In 3.x, zip
returns a special sort of iterator, not a list. The documentation explains:
zip()
is lazy: The elements won’t be processed until the iterable is iterated on, e.g. by a for loop or by wrapping in a list
.
This entails that it can't be indexed, so old code that attempts to index or slice the result of a zip
will fail with a TypeError
. Simply passing the result to list
produces a list, which can be used as it was in 2.x.
It also entails that iterating over the zip
result a second time will not find any elements. Thus, if the data needs to be reused, create a list once and reuse the list - trying to create it again will make an empty list:
>>> example = zip('flying', 'circus')
>>> list(example)
[('f', 'c'), ('l', 'i'), ('y', 'r'), ('i', 'c'), ('n', 'u'), ('g', 's')]
>>> list(example)
[]
This iterator is implemented as an instance of a class...
>>> example = zip('flying', 'circus')
>>> example
<zip object at 0x7f76d8365540>
>>> type(example)
<class 'zip'>
>>> type(zip)
<class 'type'>
... which is built-in:
>>> class example(int, zip): pass
...
Traceback (most recent call last):
File "<stdin>", line 1, in <module>
TypeError: multiple bases have instance lay-out conflict
>>> # and that isn't caused by __slots__ either:
>>> zip.__slots__
Traceback (most recent call last):
File "<stdin>", line 1, in <module>
AttributeError: type object 'zip' has no attribute '__slots__'
(See also: TypeError: multiple bases have instance lay-out conflict, Cannot inherit from multiple classes defining __slots__?)

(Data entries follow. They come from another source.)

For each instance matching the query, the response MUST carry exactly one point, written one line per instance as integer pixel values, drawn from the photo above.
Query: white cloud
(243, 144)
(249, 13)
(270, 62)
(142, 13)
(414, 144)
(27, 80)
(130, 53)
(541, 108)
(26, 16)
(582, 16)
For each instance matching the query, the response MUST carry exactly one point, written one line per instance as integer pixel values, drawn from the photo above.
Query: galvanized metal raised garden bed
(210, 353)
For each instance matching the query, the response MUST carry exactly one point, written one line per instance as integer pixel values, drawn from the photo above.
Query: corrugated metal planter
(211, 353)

The key advantage of this is that it saves memory, and allows for short-circuiting when the inputs are also lazy. For example, corresponding lines of two large input text files can be zip
ped together and iterated, without reading the entire files into memory:
with open('foo.txt') as f, open('bar.txt') as g:
for foo_line, bar_line in zip(f, g):
print(f'{foo_line:.38} {bar_line:.38}')
if foo_line == bar_line:
print('^ found the first match ^'.center(78))
break